Ma Ruisong, Hu Xiaochun, Fu Wenwen, Hu Xiaorong
Department of Cardiology, Hainan General Hospital, Haikou, PR China.
Hainan Affiliated Hospital of Hainan Medical University, Haikou, PR China.
PLoS One. 2025 Jan 30;20(1):e0315489. doi: 10.1371/journal.pone.0315489. eCollection 2025.
Interleukin-34 (IL-34) was recently reported to be a new biomarker for atherosclerosis diseases, such as coronary artery disease and vascular dementia. IL-34 regulates the expression of proinflammatory cytokines (IL-17A, IL-1 and IL-6), which are classical cytokines involved in myocardial ischemia‒reperfusion (MI/R) injury. However, the exact role of IL-34 in MI/R remains unknown. In this study, a rat MI/R model was used to explore the effect of IL-34 on modulating inflammatory processes during MI/R injury. First, eighteen rats were subjected to 30 min of LAD ligation followed by 0 h, 1 h, 2 h, 4 h, 8 h or 24 h of reperfusion (n = 3 for each group). The level of IL-34 peaked at 4 h after MI/R in the ischemic myocardium. Next, ischemia for 30min and reperfusion for 4h (I/R) model was used. 24 rats were randomly divided into I/R group (n = 8), IL-34+IR group (n = 8) and IL-34+ab12+IR group (n = 8). We found that IL-34 pretreatment increased the expression of inflammatory cytokines, including high mobility group Box 1 (HMGB1), IL-17A, and IL-6; the expression of the apoptosis protein cleaved caspase-3; and the Bcl-2/Bax ratio within the ischemic myocardium. We also observed increased serum cardiac enzymes and a larger myocardial injury area. Treatment with a Janus kinase (JAK) pathway inhibitor, however, partially reduced the expression of these proteins and attenuated myocardial injury. Together, these results showed that IL-34 aggravates MI/R injury by inducing the expression of the HMGB1-IL-17A-IL-6 axis and apoptosis after MI/R, which is partially dependent on the JAK pathway. Therefore, blocking the JAK signaling pathway or inhibiting IL-34 expression might provide a new idea to reduce MI/R injury, but further researches are needed.
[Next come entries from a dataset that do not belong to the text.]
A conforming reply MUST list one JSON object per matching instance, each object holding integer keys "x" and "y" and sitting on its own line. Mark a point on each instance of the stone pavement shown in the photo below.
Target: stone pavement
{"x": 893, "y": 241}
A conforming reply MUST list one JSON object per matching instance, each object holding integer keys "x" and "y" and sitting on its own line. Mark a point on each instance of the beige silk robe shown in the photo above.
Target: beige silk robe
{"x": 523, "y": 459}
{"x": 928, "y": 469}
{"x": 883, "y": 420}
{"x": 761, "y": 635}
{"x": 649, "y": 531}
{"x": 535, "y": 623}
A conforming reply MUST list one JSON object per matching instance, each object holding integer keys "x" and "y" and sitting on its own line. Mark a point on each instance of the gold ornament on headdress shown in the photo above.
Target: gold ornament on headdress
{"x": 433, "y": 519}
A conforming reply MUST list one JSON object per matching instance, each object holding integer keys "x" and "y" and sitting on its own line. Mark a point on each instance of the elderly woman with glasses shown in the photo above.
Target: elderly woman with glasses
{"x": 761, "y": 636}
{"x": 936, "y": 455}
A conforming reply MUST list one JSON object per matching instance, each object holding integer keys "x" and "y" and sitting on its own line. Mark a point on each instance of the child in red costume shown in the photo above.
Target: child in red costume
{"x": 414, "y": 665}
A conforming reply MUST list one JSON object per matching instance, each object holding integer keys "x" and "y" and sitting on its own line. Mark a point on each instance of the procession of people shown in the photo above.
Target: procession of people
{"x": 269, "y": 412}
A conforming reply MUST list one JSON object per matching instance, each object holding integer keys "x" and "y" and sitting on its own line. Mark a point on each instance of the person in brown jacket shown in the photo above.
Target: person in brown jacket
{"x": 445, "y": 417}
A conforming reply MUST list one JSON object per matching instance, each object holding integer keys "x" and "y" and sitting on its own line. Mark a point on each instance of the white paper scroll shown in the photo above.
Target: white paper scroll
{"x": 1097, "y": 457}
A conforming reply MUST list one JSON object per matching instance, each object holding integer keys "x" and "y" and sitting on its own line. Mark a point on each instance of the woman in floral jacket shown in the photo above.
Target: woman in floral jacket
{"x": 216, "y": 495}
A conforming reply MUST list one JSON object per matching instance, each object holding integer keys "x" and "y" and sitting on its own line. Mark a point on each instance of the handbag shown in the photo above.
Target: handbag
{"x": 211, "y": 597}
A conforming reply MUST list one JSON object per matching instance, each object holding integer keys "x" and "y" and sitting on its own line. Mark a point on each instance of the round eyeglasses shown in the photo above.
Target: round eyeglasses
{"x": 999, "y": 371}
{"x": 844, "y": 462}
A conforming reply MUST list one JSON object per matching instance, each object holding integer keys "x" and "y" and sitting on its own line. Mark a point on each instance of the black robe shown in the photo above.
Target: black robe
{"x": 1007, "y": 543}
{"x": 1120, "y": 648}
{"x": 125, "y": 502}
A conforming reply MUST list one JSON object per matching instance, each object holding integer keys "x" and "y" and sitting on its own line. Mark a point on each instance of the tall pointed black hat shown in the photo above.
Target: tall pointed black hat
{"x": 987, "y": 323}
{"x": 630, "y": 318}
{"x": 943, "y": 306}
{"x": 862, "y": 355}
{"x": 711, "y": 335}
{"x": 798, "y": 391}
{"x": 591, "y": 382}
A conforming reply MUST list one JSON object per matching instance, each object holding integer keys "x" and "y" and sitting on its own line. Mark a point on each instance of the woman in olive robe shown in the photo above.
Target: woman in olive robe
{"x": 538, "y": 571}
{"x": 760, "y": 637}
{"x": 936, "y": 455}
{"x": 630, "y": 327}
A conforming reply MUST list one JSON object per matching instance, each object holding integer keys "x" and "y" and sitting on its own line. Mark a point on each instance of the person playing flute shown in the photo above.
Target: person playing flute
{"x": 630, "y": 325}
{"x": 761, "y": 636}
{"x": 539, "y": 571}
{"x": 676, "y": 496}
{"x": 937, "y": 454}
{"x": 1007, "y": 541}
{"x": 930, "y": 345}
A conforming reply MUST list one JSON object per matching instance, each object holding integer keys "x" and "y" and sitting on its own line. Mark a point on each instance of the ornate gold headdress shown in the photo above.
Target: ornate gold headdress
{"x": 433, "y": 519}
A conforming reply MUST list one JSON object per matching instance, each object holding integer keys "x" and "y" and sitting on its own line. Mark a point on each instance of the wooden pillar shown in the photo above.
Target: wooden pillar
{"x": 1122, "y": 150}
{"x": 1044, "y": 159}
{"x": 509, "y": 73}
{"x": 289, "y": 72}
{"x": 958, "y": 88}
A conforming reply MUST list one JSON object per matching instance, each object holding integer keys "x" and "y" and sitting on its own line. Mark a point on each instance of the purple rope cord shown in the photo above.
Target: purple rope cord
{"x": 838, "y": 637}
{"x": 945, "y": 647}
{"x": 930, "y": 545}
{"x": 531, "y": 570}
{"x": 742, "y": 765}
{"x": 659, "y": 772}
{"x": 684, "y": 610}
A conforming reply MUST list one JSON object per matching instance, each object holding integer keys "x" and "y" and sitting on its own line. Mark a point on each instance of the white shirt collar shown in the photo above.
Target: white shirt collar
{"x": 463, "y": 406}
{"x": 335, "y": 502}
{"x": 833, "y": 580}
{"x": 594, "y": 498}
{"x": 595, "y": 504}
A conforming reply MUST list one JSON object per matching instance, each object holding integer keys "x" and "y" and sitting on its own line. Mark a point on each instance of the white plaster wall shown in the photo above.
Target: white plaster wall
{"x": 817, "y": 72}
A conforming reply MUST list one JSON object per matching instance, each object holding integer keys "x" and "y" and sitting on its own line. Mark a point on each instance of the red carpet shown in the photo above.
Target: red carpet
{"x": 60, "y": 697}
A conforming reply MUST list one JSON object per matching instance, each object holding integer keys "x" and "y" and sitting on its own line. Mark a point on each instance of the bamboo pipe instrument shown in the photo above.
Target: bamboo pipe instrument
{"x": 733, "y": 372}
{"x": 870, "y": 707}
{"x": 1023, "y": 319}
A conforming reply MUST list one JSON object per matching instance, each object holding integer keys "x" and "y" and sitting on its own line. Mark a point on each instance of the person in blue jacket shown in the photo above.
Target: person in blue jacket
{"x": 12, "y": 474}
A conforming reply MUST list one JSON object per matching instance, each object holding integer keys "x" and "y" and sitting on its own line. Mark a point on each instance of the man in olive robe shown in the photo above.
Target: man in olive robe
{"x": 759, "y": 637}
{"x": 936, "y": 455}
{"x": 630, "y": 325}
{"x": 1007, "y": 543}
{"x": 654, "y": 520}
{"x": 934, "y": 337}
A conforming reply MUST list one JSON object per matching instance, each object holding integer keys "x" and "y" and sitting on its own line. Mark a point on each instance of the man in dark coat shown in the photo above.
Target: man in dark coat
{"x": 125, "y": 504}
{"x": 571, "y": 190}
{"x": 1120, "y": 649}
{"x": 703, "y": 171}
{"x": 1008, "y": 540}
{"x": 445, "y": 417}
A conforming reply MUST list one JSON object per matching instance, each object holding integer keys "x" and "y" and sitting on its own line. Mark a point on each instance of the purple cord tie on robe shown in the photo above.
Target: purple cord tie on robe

白细胞介素-34(IL-34)最近被报道为动脉粥样硬化疾病的一种新生物标志物,如冠状动脉疾病和血管性痴呆。IL-34调节促炎细胞因子(IL-17A、IL-1和IL-6)的表达,这些是参与心肌缺血再灌注(MI/R)损伤的经典细胞因子。然而,IL-34在MI/R中的具体作用仍不清楚。在本研究中,使用大鼠MI/R模型来探讨IL-34在调节MI/R损伤期间炎症过程中的作用。首先,对18只大鼠进行30分钟的左冠状动脉前降支结扎,然后分别再灌注0小时、1小时、2小时、4小时、8小时或24小时(每组n = 3)。MI/R后4小时,缺血心肌中IL-34水平达到峰值。接下来,使用缺血30分钟和再灌注4小时(I/R)模型。将24只大鼠随机分为I/R组(n = 8)、IL-34 + IR组(n = 8)和IL-34 + ab12 + IR组(n = 8)。我们发现,IL-34预处理增加了缺血心肌中炎症细胞因子的表达,包括高迁移率族蛋白B1(HMGB1)、IL-17A和IL-6;凋亡蛋白裂解的半胱天冬酶-3的表达;以及Bcl-2/Bax比值。我们还观察到血清心肌酶升高和更大的心肌损伤面积。然而,用Janus激酶(JAK)途径抑制剂治疗可部分降低这些蛋白的表达并减轻心肌损伤。总之,这些结果表明,IL-34通过诱导HMGB1-IL-17A-IL-6轴的表达和MI/R后的凋亡来加重MI/R损伤,这部分依赖于JAK途径。因此,阻断JAK信号通路或抑制IL-34表达可能为减少MI/R损伤提供新思路,但仍需要进一步研究。